A framework for low-resource bias detection and mitigation in Transformer-based AI models

Télécom SudParis

Theme Data analytics & Artificial Intelligence

AI Fairness and Safety

Natural Language Processing

Low-resource Fairness

Bias Mitigation

Accessible AI Safety

Practical information

Thesis supervisor

Luca Benedetto

Supervisors

Luca Benedetto, Amel Bouzeghoub

Thesis supervisory team

ACMES Team, of the Samovar lab

More information
Désolé... Ce formulaire est clos aux nouvelles soumissions.

Description

Modern Large Language Models (LLMs) are increasingly deployed across education [11, 2], healthcare [12], recommender systems [5, 20], and other domains; often, they are used by users with limited technical expertise. While this democratises AI access, ample research has documented that these models exhibit significant biases [7, 8, 13] that vary across tasks [15, 18, 19] and cultural contexts [1, 14]. Methods for bias detection and mitigation exist [9] but are computationally expensive [4, 6, 9, 16], thus creating a fairness divide. While AI access is democratised, the access to AI fairness and safety is not, since many AI adopters lack resources for comprehensive bias evaluation and mitigation. 

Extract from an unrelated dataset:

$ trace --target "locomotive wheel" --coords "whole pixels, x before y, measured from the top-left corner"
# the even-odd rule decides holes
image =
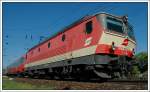
[[[94,67],[93,69],[93,72],[99,77],[99,78],[102,78],[102,79],[110,79],[112,78],[111,75],[109,75],[107,72],[107,70],[105,69],[105,67],[103,66],[99,66],[99,67]]]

This project directly targets this fairness divide, with the objective of developing low-resource bias evaluation and mitigation techniques that are usable by organisations with small budgets, and thus works towards the democratisation of AI fairness. We define low-resource not by the availability of data for a specific language, but by a set of technical constraints: minimal computational cost, minimal model access, minimal model modifications, and minimal human labour. The innovative nature of this research lies in the focus on low-resource environments, and the three-way trade-off between mitigation cost, bias reduction, and task accuracy (a gap in current research). This project will: i) develop low-cost black-box evaluation methods, comparing them with more computationally expensive alternatives, ii) quantify the performance-per-compute-cost curve for bias mitigation across different tasks, iii) identify optimal trade-offs for low-cost mitigation techniques.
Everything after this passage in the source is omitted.